I did some refactoring of registry-refs ES index:

al-niessner commented 3 years ago

@tdddblog Sorry, but I am a bit lost again(still?).

Why the indexing (batch id) one the P and S? Are they just the index in the list if start P at 0 instead of 1? Are the S's just one ups as in S1, S2, S3, ... or can they be S1, S2, S2, S2, S3...?

Independent of the actual numbering details, my real question/point is why? Do we really think that @tloubrieu-jpl is going to make a secondary link today so that it gets assigned S2 then 5 years from now @jordanpadams is going to as me to find the link added back at the end of March 2021? First I would have to find out that @tloubrieu-jpl added it then ask what batch number it was if he remembers. Now I made it 5 years to make a point but realistically is the memory of the batch number 1 minute, 1 hour, 1 day, 1 week, 1 month, ...

al-niessner commented 3 years ago

I also still do not understand why we care if it is P or S at all.

Lets start with fictional collections snafu and fu. Now, lets say @jordanpadams relays to @tloubrieu-jpl that the fictional product bar needs to be in both collections snafu and fu. They then assign the ticket to me. I also have to add 10 other products to snafu so I just put bar there as well and link it to fu.

Are we really saying that we would have to change the primary to fu because it being in snafu somehow makes it wrong -- beyond the arbitrary or aesthetic? When the user searches for product bar and says, ah there it is under fu, they are going to then reject it because it is not the primary (P)? Can the end user even tell? Should the end user be able to tell?

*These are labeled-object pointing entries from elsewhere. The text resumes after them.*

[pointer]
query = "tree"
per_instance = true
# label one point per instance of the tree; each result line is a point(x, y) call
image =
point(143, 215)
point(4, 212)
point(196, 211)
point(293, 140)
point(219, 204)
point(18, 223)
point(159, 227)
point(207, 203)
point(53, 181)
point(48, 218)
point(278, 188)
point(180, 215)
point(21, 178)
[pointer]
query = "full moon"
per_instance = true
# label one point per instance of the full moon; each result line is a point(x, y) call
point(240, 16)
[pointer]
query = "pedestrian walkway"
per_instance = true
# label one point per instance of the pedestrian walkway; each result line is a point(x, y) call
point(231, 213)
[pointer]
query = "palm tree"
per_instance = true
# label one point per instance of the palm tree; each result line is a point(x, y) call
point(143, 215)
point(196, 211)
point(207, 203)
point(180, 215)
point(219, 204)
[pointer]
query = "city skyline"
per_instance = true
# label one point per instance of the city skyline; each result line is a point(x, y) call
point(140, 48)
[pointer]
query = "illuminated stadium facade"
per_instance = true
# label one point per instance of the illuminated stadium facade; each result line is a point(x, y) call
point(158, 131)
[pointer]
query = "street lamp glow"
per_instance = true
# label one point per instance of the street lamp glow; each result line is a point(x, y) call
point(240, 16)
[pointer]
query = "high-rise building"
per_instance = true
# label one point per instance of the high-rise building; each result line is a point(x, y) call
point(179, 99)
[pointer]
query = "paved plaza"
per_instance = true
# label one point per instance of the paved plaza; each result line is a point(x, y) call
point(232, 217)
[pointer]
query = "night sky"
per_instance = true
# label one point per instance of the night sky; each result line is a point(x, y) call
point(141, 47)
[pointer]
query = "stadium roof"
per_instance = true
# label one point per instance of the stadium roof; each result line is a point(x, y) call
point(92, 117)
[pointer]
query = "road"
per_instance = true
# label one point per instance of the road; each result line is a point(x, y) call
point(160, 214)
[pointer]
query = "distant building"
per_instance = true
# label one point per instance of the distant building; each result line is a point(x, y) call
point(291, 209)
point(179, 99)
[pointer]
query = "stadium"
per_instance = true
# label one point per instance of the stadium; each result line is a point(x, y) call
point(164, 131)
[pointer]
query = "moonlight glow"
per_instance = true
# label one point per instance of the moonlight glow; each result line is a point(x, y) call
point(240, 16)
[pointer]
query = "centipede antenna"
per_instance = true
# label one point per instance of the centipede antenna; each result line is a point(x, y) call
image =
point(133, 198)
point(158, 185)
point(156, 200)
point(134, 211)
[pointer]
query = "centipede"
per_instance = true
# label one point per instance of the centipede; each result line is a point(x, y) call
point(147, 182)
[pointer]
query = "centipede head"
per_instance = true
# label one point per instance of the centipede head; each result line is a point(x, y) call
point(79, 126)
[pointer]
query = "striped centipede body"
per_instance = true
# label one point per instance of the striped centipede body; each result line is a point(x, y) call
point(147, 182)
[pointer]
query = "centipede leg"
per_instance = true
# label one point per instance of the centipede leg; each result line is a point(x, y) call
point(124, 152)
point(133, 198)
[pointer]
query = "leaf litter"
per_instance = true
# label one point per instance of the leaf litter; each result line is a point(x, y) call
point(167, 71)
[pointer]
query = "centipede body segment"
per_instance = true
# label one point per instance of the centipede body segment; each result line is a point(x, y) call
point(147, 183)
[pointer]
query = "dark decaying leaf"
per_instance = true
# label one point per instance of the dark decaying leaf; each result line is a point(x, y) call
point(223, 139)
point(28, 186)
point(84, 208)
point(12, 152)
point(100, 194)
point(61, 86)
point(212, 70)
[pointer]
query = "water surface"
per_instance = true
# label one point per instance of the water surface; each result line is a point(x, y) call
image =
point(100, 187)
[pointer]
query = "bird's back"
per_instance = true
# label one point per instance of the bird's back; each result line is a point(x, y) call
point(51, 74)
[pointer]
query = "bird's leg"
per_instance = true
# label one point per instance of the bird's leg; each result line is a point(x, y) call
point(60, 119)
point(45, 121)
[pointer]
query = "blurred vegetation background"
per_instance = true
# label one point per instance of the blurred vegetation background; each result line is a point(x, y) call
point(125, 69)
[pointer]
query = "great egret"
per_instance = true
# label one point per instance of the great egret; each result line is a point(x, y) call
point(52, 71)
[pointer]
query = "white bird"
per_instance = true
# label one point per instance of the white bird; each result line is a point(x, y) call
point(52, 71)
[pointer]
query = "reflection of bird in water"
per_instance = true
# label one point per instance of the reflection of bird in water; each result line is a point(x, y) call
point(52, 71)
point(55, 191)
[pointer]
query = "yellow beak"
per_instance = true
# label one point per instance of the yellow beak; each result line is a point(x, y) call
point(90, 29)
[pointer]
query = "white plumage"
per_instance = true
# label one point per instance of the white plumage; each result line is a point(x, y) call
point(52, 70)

jordanpadams commented 3 years ago

@al-niessner let's chat about this some more at the breakout today. I understand where you're coming from here, but knowing whether or not a product is primary vs secondary may come into play at some point in the services wrapping the registry. A more comprehensive schema for tracking this info may beneficial down the road, but there may also be performance implications if we chance the schema that extensively. We can also just abstract this away through the API for the time being. And come back to it down the road if we determine we really need to track this info differently for some use case Y.